Patrice Maltaverne, Venge les anges, Minicrobe # 40, Revue Microbe C/O Launoy 4, B-6230 Pont-à-Celles, Belgique. D/2013/6555/3.

 

Ce petit livre s’intitule Venge les anges, car riment en ange une kyrielle de villes de la vallée de la Fensch en Moselle, haut-lieu – naguère – de la sidérurgie française. Sur ces villes, désormais, « Les corbeaux volent sur le dos pour ne plus voir la misère des travailleurs », aux termes d’un graffiti génial remontant à la grande période des luttes contre les fermetures d’usine, dans les années 80 du siècle précédent.

Aujourd’hui, les dernières convulsions de la lutte des classes dans cette région mettent aux prises, comme chacun sait, les travailleurs de Florange et des environs avec l’industriel ArcelorMittal. Autant dire que ce libellus de Patrick Maltaverne est embrayé au réel. HAVANGE, HERSERANGE, RODANGE, EUTRANGE, RUISSELANGE… Ce sont vingt proses brèves et denses, rageuses et v(a)ngeresses, hallucinées et ultra-précises (c’est la même chose), mystérieuses et ouvertes, aimantes aussi, tendres même.
– Et puis tellement désespérées.

Et écrites aujourd’hui.
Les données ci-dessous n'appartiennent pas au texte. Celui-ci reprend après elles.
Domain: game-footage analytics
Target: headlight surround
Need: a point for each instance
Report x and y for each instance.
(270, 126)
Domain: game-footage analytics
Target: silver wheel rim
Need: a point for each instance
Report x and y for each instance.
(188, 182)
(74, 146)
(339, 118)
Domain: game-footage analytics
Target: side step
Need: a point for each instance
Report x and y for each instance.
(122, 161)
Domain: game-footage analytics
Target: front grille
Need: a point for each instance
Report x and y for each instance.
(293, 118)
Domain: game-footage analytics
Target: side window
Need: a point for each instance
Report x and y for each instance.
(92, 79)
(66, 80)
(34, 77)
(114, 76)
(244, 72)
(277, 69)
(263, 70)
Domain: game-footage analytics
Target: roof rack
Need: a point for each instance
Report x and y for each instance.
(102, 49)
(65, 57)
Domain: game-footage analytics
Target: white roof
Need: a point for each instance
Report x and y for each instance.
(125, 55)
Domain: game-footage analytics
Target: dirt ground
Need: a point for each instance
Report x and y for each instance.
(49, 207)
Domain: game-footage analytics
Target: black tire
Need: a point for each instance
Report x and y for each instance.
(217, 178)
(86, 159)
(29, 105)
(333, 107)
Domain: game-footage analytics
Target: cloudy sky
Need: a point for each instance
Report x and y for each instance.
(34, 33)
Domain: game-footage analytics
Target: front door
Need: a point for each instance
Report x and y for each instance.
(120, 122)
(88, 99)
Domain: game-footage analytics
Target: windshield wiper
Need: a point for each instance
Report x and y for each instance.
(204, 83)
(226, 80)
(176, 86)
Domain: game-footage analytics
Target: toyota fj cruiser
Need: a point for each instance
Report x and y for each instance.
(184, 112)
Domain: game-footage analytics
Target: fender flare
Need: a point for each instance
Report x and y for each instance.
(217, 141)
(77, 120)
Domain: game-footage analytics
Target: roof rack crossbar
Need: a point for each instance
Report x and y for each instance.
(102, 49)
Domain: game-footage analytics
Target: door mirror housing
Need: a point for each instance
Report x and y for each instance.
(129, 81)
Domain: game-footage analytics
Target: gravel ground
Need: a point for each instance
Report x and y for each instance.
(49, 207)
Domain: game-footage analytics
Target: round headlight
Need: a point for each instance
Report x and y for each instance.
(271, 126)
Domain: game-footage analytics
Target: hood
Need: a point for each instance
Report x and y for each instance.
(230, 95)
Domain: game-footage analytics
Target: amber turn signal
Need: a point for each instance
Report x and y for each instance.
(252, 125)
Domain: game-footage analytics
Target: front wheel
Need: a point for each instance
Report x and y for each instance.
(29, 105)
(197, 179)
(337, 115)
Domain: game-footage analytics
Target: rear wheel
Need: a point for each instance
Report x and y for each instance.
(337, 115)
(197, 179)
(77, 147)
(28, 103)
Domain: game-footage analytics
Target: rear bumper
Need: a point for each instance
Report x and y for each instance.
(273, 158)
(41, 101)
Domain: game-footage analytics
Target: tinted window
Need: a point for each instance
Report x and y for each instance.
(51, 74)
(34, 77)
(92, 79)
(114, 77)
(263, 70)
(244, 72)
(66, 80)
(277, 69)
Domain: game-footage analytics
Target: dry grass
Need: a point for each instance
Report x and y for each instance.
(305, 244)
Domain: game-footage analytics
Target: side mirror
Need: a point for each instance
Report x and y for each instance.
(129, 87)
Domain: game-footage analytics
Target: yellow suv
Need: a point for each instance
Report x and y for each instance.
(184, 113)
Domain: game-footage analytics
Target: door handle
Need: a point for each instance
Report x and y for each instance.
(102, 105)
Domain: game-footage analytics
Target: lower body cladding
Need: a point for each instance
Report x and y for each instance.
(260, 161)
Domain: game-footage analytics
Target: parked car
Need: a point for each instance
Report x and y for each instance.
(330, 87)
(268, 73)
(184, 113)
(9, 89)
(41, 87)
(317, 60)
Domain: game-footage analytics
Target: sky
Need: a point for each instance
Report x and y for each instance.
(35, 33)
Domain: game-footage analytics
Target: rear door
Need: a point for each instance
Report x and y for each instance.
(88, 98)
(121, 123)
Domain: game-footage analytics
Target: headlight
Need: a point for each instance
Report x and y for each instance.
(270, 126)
On y parle dru la langue courante, avec les mots qui d’ordinaire ne disent plus rien, mais ici tellement secoués, chahutés, tournés et retournés que les voilà comme neufs, pour un appel en urgence qui vrille notre surdité. Ici le peuple s’abrutit parfois « sur des visions de limbe du cul », on cuit un œuf « au chalumeau par crainte de la radioactivité », le ciel est « malade d’orage à perpétuité », les portes des wagons sont « dégondées comme le piano du pauvre », « la douleur pousse plus loin que l’hébétude ».
– Et puis quelqu’un pleure, « victime d’un cœur dépressurisé ».

Ici, il y a pas mal de monde : des anges évidemment, les noirs, les blancs, quelquefois cloués aux portes, une drôle de femme en ferraille clignotante, des bébés abandonnés entre des rails ou aspirés par des douves, des Dalton du Nord, des enterrés qui ressuscitent aux heures vagues, des paysans aux champs de bataille, des cueilleurs de champignons irradiés, des sans-le-sou et le crucifié dans la plaine, avec ou sans Kobolds autour, une fillette baguée de partout, des estivants bronzant sur un quai désaffecté, l’auteur en marcheur de fond dans nulle-part, des noyés aux belles teintes de vitraux glauques, des fiancés envolés (ô Chagall !), la femme du boulanger, un jeune pas assez hargneux quoique …, les ancêtres des parchemins qui connaissent les chemins invisibles de derrière l’infini.
– Et puis les gueux qui reviennent.

Ici rôde une sacrée gueule d’atmosphère : « dans ces vallées minières la vêture des arbres et des maisons s’épaissit comme s’ils avaient été plongés trop longtemps dans la boue » : on nage dans le fuel, on roule le long des « bois noirs en absence d’usine », le nuage de Tchernobyl n’arrête pas de stagner à la frontière du Luxembourg, on longe un étang plein de voitures volées où ne se suicide pas (de justesse !) une fille fringuée gothique, on rigole en parpaillot des clochers abonnés à la foudre des orages d’été en maraude.
– Et puis vapeurs, brumes, brouillard en nappes, comme un deuxième pays plus profond que l’original où surgissent des visions de plus jamais : « vos villes de passe seront des leurres ».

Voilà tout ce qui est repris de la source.